[PATCH v3 0/3] Handle number of queue changes

Mon Aug 29 11:44:41 PDT 2022

On 8/29/2022 1:38 AM, Daniel Wagner wrote:
> Updated this series to a proper patch series with Hannes and Sagi's
> feedback addressed.
> 
> I tested this with nvme-tcp but due to lack of hardware the nvme-rdma
> is only compile tested.
> 
> Daniel
> 
> 
>  From the previous cover letter:
> 
> We got a report from our customer that a firmware upgrade on the
> storage array is able to 'break' host. This is caused a change of
> number of queues which the target supports after a reconnect.
> 
> Let's assume the number of queues is 8 and all is working fine.
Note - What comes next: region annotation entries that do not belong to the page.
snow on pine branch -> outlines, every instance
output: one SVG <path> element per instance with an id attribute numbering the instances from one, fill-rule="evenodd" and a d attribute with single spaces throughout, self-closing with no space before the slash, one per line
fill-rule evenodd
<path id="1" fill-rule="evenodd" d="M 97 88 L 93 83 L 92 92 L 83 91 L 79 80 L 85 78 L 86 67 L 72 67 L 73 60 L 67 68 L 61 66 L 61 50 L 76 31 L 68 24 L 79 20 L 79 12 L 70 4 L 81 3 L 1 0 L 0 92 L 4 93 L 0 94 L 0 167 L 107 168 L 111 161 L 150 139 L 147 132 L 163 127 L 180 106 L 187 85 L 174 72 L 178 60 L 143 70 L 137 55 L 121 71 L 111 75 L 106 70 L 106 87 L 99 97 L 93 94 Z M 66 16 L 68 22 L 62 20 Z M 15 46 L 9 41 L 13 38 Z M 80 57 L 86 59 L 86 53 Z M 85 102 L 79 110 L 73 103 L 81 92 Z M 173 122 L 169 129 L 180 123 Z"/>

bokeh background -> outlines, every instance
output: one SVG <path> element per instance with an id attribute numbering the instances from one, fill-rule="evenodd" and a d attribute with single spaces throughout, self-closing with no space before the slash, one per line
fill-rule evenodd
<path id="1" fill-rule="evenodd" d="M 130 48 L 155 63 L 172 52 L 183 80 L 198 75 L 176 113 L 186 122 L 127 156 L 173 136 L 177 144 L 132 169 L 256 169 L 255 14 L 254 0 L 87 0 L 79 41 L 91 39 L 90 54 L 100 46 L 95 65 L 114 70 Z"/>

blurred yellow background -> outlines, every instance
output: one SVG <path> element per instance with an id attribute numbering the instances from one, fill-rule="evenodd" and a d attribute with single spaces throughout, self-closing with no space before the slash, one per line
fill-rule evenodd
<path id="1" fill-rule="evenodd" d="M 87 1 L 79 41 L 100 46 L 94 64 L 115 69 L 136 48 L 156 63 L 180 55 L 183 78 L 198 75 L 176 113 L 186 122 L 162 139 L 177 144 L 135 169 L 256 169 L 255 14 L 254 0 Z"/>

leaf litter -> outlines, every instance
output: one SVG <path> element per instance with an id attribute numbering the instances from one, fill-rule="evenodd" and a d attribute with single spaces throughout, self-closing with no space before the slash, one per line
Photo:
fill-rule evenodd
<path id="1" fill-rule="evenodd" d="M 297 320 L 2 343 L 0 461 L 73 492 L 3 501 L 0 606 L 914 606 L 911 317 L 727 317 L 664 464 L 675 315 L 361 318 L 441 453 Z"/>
Then
> the connection is dropped and the host starts to try to
> reconnect. Eventually, this succeeds but now the new number of queues
> is 10:
> 
> nvme0: creating 8 I/O queues.
> nvme0: mapped 8/0/0 default/read/poll queues.
> nvme0: new ctrl: NQN "nvmet-test", addr 10.100.128.29:4420
> nvme0: queue 0: timeout request 0x0 type 4
> nvme0: starting error recovery
> nvme0: failed nvme_keep_alive_end_io error=10
> nvme0: Reconnecting in 10 seconds...
> nvme0: failed to connect socket: -110
> nvme0: Failed reconnect attempt 1
> nvme0: Reconnecting in 10 seconds...
> nvme0: creating 10 I/O queues.
> nvme0: Connect command failed, error wo/DNR bit: -16389
> nvme0: failed to connect queue: 9 ret=-5
> nvme0: Failed reconnect attempt 2
> 
> As you can see queue number 9 is not able to connect.
> 
> As the order of starting and unfreezing is important we can't just
> move the start of the queues after the tagset update. So my stupid
> idea was to start just the older number of queues and then the rest.

Since you're in the area....

I recommend adding something to ensure that after a reconnect that if 
I/O queues were present in the prior association, the new controller 
must return support for at least 1 io queue or the reconnect fails and 
retries. This was a bug we hit on a subsystem in FC.

-- james